Thanks to its GPU and Oculus VR's Asynchronous Space Warp technology, the Nitro 5 can support an Oculus Rift headset.
Powered by an 8th Gen Intel Core i7-8550U processor with 8GB or RAM, the Nitro 5 Spin can handle its fair share of multitasking. I streamed an episode of Jessica Jones on Netflix with 18 open tabs in Google Chrome while running Windows Defender without experiencing any slowdown.
The system continued to hold its own during our synthetic test with Geekbench 4, where it notched 14,974, topping the 13,798 mainstream gaming average.
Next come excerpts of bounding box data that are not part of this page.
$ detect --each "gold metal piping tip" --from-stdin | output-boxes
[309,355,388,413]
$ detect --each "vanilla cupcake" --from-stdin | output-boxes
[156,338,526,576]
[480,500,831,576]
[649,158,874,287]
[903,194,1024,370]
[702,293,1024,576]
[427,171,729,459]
Armed with their last-gen CPUs, the Inspiron 15 (Core i5-7300U), the 7REX and the Omen 15t (Core i7-7700HQ) didn't stand a chance, posting scores of 10,535, 11,817 and 11,769 respectively.
During the Excel Macro Test, which tasks the notebook with matching 65,000 names and addresses, the Nitro 5 Spin took 1 minute and 25 seconds. It's slower than the 0:59 average and the 7REX 1:00, but somewhat faster than the Inspiron 15's 1:29.
On our Handbrake video benchmark, which tests how long it takes to transcode a 4K video to 1080p, the Nitro 5 Spin took 20 minutes and 12 seconds to finish. It's slower than the 14:44 average as well as the 14:11 and the 19:06 posted by the 7REX and the Inspiron 15.
The Nitro 5 Spin's 256GB PCIe SSD took 49 seconds to duplicate 4.97GB of multimedia files for a transfer rate of 103 megabytes per second, which is below the 340.4 MBps average. It's better than the Omen 15t's (1TB 7,200-rpm hard drive) 42.4MBps, but nowhere near as fast as the 7REX (128GB mSATA SSD) and the Inspiron 15 (256GB SSD), which delivered 141.4 and 339 MBps, respectively.
One place where the Nitro 5 Spin shines is battery life. The notebook lasted 7 hours and 8 minutes on our battery test (continuous web surfing over Wi-Fi), beating the 3:11 mainstream gaming average and the 7REX's 3:13. However, the Inspiron 15 lasted a bit longer at 7:15.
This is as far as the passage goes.